Whenever he hiked, he created detailed trip reports based on the lengthy notes and hundreds of photos he took. He’d match the photos up with the map and share the information online.
Tarr plans to take some of the trips he reported on as a way to connect with her friend.
“I never got to go on those trips with him, but I feel like I can because he posted them and shared them,” she said.
Reading the hiking forum posts from people leaving tributes and memories of Jackson in the weeks after his death made her truly realize the reach he had. She’s still learning new things about him from these posts. He was so well-known on the forums, Tarr said he was kind of a celebrity in the forest, with star-struck hikers recognizing him from Reddit or adkforum.com.

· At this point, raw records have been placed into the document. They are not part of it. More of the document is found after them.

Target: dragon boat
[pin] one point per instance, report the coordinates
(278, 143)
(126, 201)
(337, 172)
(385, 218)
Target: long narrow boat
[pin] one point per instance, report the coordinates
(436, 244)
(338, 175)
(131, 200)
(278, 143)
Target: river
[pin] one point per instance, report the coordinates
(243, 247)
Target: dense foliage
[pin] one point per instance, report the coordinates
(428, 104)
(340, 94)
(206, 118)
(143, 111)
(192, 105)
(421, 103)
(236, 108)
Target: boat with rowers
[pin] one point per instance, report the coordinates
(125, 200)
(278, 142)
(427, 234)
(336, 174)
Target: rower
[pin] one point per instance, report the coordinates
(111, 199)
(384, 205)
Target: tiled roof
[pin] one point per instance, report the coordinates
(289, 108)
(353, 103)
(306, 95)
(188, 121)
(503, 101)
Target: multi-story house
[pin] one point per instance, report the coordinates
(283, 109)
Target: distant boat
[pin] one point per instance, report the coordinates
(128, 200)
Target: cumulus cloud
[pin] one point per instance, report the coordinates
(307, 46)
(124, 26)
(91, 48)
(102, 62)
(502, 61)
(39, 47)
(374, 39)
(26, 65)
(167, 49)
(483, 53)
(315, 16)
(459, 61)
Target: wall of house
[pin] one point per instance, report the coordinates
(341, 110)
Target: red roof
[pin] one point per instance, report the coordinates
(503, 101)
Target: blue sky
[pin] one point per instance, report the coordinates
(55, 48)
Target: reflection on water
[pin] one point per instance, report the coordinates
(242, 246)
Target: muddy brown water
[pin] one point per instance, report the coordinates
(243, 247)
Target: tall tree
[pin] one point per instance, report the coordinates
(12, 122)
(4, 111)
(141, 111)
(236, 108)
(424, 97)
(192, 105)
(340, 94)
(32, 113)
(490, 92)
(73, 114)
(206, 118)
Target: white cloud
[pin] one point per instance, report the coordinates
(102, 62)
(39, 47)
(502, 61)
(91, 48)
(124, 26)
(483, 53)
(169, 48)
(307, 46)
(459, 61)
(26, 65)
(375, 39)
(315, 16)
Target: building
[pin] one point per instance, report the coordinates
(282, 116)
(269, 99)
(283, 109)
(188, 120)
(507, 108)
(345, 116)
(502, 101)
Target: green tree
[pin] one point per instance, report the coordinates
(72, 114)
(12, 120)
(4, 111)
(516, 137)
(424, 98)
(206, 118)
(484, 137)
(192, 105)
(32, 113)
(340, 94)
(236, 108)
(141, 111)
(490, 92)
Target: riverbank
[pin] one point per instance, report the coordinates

Prestidge said it’s not as apparent at first to some, but Jackson was an incredible fighter. Not in a violent way, but in the sense that when he put his mind to something, he would work extremely hard, methodically and consistently to make sure it got done. He did not give up.
“He fought for his friends,” Prestidge said. “He would push to maintain a relationship. He would create opportunities for us to cultivate relationships. As a student, he really pushed to make sure his teachers got the most out of a student.”
Prestidge also said Jackson was a thoughtful conservation and environmental advocate, thinking about what’s best environmentally for the collective of humanity into the future while recognizing the fights people in the past fought so they could have these experiences now.
“He fought and pushed and he did it in such a thoughtful, thought-provoking and loving way that you don’t really realize that he’s pushing for stuff, because it’s just what Jackson does,” Prestidge said. “He’s trying to make us grow and trying to help us learn.”
Jackson’s family asks that donations in his memory are made to the Adirondack Mountain Club’s Summit Stewardship Program at tinyurl.com/nnpacs5t.